Experts from 53.com (https://www.53.com/content/fifth-third/en/personal-banking/bank/credit-cards/secured-card.html ) can provides full information about credit card usage and the difference between secured and unsecured cards.

Update A reader says it is because credit cards are a two-sided market. So credit card companies effectively “subsidise” consumers so that they can charge retailers more. When this is combined with Grant’s statement that it is a contractual obligation that firms cannot price discriminate based on payment method this all makes sense.

Wilful ignorance or intellectual vanity

There’s been a request for a post on wilful ignorance. How much should we aim to learn about the world, and when should we stop inquiring? Should we read up about the latest violence in Gaza or should we shut it out and concentrate on what we’re doing? In particular, what trade-offs do we face between learning and doing? For every moment we spend reading about tragedies we could be doing something to mitigate or avert it.

To begin we need to ask what we really want to achieve from learning about current events. Do we want to help others in need? Do we want to impress our friends with our learned discussion? Do we simply value accrual of knowledge? All of these are no doubt a part of our decision, yet in each case we face trade-offs. If we want to help people then looking around for people to help reduces the time we can spend actually helping them. If we wish to impress then reading the news reduces the time spent on highbrow discourse. In the final case, there is a trade-off between the depth and breadth of knowledge one can amass. Read more

A justification for taxing congestion: Multiple equilibria with a roading alternative?

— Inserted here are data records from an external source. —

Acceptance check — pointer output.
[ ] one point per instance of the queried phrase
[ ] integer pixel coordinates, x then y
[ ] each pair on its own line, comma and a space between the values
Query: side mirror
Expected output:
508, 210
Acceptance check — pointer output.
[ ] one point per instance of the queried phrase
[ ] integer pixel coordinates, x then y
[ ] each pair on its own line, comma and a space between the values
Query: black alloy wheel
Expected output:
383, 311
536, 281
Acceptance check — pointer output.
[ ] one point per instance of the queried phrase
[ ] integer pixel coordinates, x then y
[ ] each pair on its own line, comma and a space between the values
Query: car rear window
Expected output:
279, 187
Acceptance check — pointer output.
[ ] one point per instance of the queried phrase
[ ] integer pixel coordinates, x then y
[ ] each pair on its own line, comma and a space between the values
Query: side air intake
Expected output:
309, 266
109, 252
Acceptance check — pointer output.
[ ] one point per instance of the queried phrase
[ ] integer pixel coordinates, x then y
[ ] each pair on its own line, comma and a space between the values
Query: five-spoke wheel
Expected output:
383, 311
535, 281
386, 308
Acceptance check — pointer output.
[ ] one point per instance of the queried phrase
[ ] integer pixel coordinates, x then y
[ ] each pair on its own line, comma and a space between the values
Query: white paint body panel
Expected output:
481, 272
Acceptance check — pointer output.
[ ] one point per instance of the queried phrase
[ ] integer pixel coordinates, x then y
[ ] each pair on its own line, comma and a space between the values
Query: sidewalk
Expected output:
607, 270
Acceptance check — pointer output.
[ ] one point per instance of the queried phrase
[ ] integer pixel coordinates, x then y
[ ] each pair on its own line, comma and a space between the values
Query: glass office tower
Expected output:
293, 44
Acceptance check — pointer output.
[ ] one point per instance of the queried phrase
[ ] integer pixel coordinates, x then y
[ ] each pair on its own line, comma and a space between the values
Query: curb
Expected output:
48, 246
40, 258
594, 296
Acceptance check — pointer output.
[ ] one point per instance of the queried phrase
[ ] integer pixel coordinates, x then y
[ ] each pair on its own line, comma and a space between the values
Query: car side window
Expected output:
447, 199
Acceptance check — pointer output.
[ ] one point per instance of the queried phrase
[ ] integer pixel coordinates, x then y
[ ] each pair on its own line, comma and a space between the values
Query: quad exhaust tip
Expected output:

Recent posts below (see “Taxing congestion: how I might justify it“) have sought reasons as to why toll-roads are so often touted as an economically efficient measure. For my part, I am quite sceptical that the are universally efficient, and struggle to find a compelling reason why they are even efficient most of the time. However there are some circumstances where it is quite conceivable that they can be efficient. Where there is a (slower) alternative to the road with a congestion charge, and different drivers place different values on congestion free travel, congestion charges/tolls can lead to an efficient sorting of road users between the (faster) toll road and the (slower) free road, resulting in socially optimal outcomes.